Dr Y opined in his report that the publication of the respondent's name, the orders of the Tribunal, and/or the statement of agreed facts attached to the Minute would have a detrimental effect on L's mental health. He described it as follows:
She is going to experience significant increased anxiety which will increase her likelihood of mixing alcohol and benzodiazepines to cope. This is very high-risk combination which has potentially fatal consequences. From the history elicited, that risk to her mental state and to her safety is very high, should a suppression order not be granted.
The opinion of Dr Y, as set out in some length in his report, together with the reasons for his opinion, is that publication of the respondent's name and any information that may identify the respondent would more likely than not cause L to suffer a major depressive episode and she would be at risk of suicide. In my view, that clearly amounts to endangering, the mental health or safety of L.
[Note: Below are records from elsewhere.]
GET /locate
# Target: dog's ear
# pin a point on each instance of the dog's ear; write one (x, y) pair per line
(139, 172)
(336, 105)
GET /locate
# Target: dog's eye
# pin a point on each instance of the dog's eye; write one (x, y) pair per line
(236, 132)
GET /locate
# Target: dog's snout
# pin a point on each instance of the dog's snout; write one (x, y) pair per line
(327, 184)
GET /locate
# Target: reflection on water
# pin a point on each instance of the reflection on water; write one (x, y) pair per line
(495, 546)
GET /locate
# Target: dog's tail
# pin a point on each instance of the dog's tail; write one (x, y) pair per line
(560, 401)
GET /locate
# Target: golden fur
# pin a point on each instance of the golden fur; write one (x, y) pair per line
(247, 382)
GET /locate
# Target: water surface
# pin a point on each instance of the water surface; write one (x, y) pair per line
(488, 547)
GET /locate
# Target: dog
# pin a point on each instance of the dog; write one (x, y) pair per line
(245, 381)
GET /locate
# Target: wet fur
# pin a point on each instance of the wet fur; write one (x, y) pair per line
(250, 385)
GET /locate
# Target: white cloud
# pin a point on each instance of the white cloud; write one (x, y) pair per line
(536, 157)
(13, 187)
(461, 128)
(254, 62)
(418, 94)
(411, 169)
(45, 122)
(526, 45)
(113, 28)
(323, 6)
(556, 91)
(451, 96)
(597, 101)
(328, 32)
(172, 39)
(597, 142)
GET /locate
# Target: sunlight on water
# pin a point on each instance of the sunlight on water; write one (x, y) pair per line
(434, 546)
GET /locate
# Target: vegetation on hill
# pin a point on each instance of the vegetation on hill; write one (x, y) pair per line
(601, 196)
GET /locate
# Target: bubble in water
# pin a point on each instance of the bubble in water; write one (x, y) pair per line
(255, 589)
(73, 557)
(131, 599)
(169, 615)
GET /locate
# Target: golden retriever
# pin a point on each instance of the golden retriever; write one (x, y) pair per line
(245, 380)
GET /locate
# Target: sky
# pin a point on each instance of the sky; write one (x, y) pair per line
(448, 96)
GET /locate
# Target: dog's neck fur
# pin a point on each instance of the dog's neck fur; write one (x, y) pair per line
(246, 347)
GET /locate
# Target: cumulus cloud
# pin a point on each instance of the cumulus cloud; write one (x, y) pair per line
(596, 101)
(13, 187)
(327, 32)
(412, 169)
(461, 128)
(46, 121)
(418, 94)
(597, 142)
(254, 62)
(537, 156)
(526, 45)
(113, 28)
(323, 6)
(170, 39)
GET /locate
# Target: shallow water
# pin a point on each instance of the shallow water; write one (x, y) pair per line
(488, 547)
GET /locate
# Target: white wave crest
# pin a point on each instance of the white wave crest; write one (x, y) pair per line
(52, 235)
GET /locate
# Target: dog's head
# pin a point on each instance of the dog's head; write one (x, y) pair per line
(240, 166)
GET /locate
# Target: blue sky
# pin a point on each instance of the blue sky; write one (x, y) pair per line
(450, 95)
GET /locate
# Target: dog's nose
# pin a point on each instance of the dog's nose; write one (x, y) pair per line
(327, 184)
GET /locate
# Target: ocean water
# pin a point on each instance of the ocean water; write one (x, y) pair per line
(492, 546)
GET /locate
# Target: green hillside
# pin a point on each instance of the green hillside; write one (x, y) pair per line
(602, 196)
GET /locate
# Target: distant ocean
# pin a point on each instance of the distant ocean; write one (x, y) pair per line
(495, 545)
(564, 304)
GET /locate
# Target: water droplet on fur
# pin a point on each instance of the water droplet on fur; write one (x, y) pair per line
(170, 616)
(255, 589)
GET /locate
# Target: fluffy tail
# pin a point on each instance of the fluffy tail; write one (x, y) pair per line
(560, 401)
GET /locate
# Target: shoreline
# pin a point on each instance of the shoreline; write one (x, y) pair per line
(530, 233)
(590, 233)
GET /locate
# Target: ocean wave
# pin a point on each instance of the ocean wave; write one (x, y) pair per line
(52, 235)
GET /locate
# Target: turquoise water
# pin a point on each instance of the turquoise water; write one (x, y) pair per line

I am satisfied that the evidence supports the necessity of nonpublication order to avoid endangering L's mental and possibly physical health.
Further, the appropriate form of that order will require, having regard to that necessity, an order that includes not only the respondent's name but also any other identifying information.
In other words, that non-publication order needs to cover not only the respondent's name, but any information which will identify him, apart from his name. That may include certain other details about the respondent, such as information in relation to his employment which would identify him and or the schools where he has taught that may be inferred from or referred to in the agreed facts in Annexure A of the Minute.
I will hear from the parties as to the form of the orders taking into consideration:
•whether there is a necessity for the disclosure of the respondent's name in particular circumstances consistent with the applicant's obligations under the Teacher Registration Act 2012 (WA); and
•whether the statement of agreed facts without the name of the schools involved sufficiently de-identifies the respondent.
The orders that the Tribunal will, therefore, make are as follows.
Orders
The Tribunal orders:
1.The respondent's name or identifying details are not to be published pursuant to s 62(3) of the State Administrative Tribunal Act 2004 (WA).
2.The parties are to confer:
(a)in relation to the exceptions (if any) which may be required in relation to the non-publication order; and
(b)whether any amendments need to be made to Annexure A of the Minute of Consent Orders dated 20 December 2021.
3.By 30 May 2022 the parties are to file an agreed (or failing agreement) their own Minute of Proposed Orders addressing the matters upon which they have conferred.
4.The matter is listed for directions at 10.00 am on 6 June 2022.
I certify that the preceding paragraph(s) comprise the reasons for decision of the State Administrative Tribunal.